With the AI bubble growing daily, I decided to slow down for a minute and provide a basic overview of how I visualize the intelligence behind most LLMs. Well for that matter, this covers anything that uses a variable weights and balances model. Converting a neural network down into basic parts is not an easy task, as there are billions of variables that traverse a weighted probability tree to bring you your answer. So while this post gives a basic overview of how this kind of system works, it does not come close to explaining the complexity of LLMs. Loosely, all LLMs can be thought of as extraordinarily complex Markov chains.

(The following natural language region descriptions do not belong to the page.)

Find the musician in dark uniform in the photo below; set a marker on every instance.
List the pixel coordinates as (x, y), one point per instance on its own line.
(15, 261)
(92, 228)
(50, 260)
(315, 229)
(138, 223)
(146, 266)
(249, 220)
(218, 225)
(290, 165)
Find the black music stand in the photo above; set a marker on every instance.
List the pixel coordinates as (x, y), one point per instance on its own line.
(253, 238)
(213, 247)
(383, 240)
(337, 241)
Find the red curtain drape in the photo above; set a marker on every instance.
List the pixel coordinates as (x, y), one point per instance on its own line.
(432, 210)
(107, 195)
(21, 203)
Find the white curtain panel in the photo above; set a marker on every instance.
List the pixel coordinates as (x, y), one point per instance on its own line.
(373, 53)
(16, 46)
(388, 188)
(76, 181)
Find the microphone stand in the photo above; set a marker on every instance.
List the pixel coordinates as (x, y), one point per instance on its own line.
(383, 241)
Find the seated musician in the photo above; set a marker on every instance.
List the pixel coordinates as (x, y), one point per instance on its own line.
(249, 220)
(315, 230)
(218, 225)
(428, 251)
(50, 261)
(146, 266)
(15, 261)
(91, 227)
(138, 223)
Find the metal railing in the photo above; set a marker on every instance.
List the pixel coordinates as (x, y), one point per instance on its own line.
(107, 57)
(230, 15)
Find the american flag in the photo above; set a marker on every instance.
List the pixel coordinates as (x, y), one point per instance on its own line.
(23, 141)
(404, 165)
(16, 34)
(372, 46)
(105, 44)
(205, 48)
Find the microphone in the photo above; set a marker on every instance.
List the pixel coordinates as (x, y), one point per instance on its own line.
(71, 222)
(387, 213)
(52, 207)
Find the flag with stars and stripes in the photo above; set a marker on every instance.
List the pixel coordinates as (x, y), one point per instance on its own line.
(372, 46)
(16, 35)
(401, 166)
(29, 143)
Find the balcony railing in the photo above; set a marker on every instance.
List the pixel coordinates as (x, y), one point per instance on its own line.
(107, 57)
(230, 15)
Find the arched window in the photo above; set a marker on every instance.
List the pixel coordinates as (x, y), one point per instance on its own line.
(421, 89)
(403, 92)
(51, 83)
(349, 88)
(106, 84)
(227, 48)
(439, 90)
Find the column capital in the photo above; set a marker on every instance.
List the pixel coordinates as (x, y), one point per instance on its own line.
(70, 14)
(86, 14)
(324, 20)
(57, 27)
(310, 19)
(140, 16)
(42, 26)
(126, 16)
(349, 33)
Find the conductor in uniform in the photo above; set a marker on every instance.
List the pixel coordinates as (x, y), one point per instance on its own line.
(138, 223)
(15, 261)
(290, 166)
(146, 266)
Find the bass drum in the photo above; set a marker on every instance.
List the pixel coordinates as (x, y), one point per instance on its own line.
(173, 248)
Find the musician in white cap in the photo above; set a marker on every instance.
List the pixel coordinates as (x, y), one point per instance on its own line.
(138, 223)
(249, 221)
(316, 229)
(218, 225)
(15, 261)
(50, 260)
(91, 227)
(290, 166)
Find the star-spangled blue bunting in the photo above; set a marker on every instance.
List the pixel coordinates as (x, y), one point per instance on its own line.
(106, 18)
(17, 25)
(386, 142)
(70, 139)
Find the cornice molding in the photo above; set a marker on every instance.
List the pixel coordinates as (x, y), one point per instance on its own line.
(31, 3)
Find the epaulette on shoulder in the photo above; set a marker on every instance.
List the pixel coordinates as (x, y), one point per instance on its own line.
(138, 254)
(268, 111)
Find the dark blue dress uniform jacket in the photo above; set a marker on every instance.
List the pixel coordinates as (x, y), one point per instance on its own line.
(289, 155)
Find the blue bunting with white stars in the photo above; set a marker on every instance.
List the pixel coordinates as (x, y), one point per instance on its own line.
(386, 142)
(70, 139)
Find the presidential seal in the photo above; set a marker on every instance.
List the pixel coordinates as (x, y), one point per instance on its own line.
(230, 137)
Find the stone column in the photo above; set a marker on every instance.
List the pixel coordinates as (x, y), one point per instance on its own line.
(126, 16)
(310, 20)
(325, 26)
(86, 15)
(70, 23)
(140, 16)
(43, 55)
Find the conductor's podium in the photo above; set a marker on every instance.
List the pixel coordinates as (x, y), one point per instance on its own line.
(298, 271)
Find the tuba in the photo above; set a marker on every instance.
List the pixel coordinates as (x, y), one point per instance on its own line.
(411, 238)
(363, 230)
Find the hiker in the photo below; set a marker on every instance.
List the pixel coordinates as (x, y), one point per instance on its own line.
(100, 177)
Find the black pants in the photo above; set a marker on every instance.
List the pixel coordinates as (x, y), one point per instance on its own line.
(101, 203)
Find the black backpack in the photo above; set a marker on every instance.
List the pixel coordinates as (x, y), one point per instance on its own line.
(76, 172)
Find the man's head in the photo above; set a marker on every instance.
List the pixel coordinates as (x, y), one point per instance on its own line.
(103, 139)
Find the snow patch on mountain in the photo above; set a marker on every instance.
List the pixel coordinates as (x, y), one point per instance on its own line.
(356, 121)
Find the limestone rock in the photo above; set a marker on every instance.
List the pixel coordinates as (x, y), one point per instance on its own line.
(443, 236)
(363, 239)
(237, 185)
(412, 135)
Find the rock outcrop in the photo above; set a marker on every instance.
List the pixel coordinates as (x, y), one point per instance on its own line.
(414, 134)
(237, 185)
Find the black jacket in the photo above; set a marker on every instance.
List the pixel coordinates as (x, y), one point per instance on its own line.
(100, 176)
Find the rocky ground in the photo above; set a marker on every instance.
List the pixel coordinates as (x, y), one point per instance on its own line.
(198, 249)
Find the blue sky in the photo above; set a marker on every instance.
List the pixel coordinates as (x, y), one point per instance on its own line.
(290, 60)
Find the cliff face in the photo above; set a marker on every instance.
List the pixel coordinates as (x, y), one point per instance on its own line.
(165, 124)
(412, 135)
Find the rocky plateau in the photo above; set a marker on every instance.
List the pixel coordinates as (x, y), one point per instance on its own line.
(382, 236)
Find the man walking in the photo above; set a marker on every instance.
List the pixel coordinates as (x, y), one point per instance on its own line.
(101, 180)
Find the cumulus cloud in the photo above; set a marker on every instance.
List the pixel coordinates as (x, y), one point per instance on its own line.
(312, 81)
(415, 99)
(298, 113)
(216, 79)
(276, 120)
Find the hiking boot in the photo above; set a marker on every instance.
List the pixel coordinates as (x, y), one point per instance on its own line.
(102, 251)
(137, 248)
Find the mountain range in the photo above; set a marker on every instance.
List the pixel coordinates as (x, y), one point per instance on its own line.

Markov chains use probabilities to predict a future event based on what has happened in the past. They are frequently used to predict weather. The chain will contain information about past weather patterns and assign probabilities to them. Then it will check past values to calculate the weather for today, or tomorrow based on what happened in the past. It works pretty well.
But, how does this pertain to LLMs, and how they are trained and then prompts form sentences? Well it is not quite the same, but nearly the same. But in the case of LLMs the probabilities are words, context, and sentence fragments instead of weather it is windy, sunny, or raining.
Below is a long example of a Markov chain based on five similar but different sentences.
I love cats
You love dogs
I love baseball
You love football
Sometimes we need to love all things
Cats and dogs can get along
Here is a JSON representation of a 3 order, forward and backwards looking Markov chain for the sentences above.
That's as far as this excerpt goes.